Of course, the chips may have been made overseas and purchased by the US capacitor manufacturer for fabrication into the leaded package, but in that case, the US manufacturer would have purchased them directly from the factory and not through an agent or distributor.
Regardless of the cause of the failure, it was costly for me to replace thousands of capacitors mounted on double sided board, with most capacitors soldered through a ground plane!
For a number of years, I worked for a company whose top management and founders came out of the aerospace industry. The president was a former "jet jockey" test pilot. He had a simple rule that saved us all a lot of grief: "Glue always fails eventually. Never use glue where its failure causes a product defect."

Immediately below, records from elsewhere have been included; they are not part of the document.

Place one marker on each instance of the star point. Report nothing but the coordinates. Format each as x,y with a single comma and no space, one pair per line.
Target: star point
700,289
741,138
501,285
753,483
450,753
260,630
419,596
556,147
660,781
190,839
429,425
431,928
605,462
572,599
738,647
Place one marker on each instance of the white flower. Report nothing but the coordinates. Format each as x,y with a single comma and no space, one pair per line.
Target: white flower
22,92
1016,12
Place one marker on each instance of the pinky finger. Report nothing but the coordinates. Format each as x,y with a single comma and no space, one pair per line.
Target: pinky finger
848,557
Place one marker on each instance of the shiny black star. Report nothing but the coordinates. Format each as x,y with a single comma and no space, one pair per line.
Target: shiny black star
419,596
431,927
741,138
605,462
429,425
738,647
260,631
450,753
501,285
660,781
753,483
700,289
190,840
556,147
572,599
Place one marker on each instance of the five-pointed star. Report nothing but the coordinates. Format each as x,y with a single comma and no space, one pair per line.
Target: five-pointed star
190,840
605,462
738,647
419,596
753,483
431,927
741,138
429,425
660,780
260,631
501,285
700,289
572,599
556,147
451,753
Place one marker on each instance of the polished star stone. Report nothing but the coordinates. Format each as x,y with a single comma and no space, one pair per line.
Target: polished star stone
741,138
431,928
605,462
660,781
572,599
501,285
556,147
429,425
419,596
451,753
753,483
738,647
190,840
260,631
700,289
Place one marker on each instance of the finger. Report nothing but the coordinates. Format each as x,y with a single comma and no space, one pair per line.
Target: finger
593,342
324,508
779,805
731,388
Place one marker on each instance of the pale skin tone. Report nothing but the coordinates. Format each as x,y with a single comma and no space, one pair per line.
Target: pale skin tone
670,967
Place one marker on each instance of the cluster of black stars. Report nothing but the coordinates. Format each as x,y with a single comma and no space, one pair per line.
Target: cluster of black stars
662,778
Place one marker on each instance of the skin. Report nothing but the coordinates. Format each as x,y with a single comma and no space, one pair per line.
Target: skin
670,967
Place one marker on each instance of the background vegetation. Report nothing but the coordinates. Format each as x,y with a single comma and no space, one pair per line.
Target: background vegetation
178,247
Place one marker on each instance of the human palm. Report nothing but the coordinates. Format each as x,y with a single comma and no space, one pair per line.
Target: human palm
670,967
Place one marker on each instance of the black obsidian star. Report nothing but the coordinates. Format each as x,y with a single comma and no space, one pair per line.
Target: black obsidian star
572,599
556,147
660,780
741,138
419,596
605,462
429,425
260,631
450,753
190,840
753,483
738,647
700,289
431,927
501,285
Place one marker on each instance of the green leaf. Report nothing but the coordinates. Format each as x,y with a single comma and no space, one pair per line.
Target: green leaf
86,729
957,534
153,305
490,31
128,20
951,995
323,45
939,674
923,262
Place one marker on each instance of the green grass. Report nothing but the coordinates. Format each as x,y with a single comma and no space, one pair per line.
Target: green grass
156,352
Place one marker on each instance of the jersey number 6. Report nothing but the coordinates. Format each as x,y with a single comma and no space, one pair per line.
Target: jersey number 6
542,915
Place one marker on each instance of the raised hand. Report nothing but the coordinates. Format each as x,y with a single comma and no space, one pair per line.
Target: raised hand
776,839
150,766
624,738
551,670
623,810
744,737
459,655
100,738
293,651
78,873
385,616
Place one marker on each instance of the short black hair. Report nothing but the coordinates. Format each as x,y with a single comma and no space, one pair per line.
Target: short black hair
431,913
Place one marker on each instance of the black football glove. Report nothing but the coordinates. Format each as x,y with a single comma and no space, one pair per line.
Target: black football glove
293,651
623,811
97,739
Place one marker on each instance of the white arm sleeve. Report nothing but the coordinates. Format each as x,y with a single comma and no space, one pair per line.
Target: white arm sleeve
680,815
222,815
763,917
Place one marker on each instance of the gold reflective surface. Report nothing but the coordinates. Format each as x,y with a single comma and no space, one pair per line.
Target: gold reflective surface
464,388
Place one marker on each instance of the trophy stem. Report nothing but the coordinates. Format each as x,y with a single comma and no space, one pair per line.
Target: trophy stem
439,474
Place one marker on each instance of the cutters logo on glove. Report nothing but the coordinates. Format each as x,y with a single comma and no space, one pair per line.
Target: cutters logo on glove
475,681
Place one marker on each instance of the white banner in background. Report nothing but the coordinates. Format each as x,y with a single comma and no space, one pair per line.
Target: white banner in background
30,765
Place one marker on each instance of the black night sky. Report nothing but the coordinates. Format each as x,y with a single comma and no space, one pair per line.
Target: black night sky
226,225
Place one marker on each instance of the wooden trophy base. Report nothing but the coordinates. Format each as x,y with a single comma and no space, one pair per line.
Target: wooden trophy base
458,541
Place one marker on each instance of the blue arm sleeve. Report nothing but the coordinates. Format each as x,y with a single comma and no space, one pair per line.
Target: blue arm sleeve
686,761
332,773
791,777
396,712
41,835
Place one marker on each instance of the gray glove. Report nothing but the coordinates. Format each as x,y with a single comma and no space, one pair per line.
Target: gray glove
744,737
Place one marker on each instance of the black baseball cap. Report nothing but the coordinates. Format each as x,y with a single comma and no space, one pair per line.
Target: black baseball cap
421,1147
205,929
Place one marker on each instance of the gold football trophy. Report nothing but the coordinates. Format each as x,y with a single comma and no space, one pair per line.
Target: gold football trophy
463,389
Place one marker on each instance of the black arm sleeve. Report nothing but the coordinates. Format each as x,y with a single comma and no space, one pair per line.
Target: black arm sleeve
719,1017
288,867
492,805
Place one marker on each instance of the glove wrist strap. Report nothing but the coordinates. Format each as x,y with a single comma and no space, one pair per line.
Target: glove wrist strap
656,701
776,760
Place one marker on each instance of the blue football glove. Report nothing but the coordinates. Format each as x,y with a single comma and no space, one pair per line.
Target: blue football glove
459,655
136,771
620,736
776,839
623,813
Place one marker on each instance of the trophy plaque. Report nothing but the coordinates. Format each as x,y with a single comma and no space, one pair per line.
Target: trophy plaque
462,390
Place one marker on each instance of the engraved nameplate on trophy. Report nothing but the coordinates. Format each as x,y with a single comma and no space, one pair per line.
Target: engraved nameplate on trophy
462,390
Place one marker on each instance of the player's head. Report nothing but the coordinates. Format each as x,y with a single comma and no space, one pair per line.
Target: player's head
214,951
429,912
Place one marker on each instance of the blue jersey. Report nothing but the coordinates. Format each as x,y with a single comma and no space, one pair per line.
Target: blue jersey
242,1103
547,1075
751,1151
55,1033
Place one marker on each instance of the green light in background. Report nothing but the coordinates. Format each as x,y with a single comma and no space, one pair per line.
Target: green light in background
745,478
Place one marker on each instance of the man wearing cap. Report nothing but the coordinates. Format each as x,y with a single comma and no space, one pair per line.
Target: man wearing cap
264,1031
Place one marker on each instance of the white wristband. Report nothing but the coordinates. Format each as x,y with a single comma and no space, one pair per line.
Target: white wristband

That may certainly be the case, Cadman-LT. Many companies end up using counterfeit parts without knowing it. But there seems to be a lot of other reasons products are failing to last. Shifting manufacturing to Asia sees to run coincidentally with lower quality products.
Cadman-LT, counterfeit parts take a number of shapes. Generally, they are inferior. Many of them are stripped from electronic products that get shipped from the U.S. to developing countries. Poor families, strip out the components and the parts are flushed back into circulation. This also causes health hazards for the familites stripping the parts.
Rob, I had no idea that was going on. All I ever heard was good companies here in the US were buying parts from ...say China...and they were counterfeit.
Battar, those parts may have gone to the external market as well, in which case they were good parts, but counterfeit nonetheless. I once did an article that discussed that some of the counterfeits (such as in this instance) were actually good parts. That statement caused quite a few fires out there in the parts distribution world.
Why do the counterfeit on the night shift? Daylight is good, too. Our former CEO once worked for a company which outsourced production to a nameless country (whose national flag is mostly red in color), and on a visit to the factory they discovered that alongside parts being produced with the company logo, identical parts were being produced with no logo. They probably went to the internal market, not export.
It seems obvious in hindsight that the reason for the really good price on the speakers was that they had a hidden flaw, which was discovered after the horse had left the barn.
If it seems too good to be true, it usually is.
Buyer beware etc. etc.
Q.C. and testing on a limited budget are hit and miss when you don't know what you're looking for. I'm sure in the future, any speakers will be tested for magnet retention.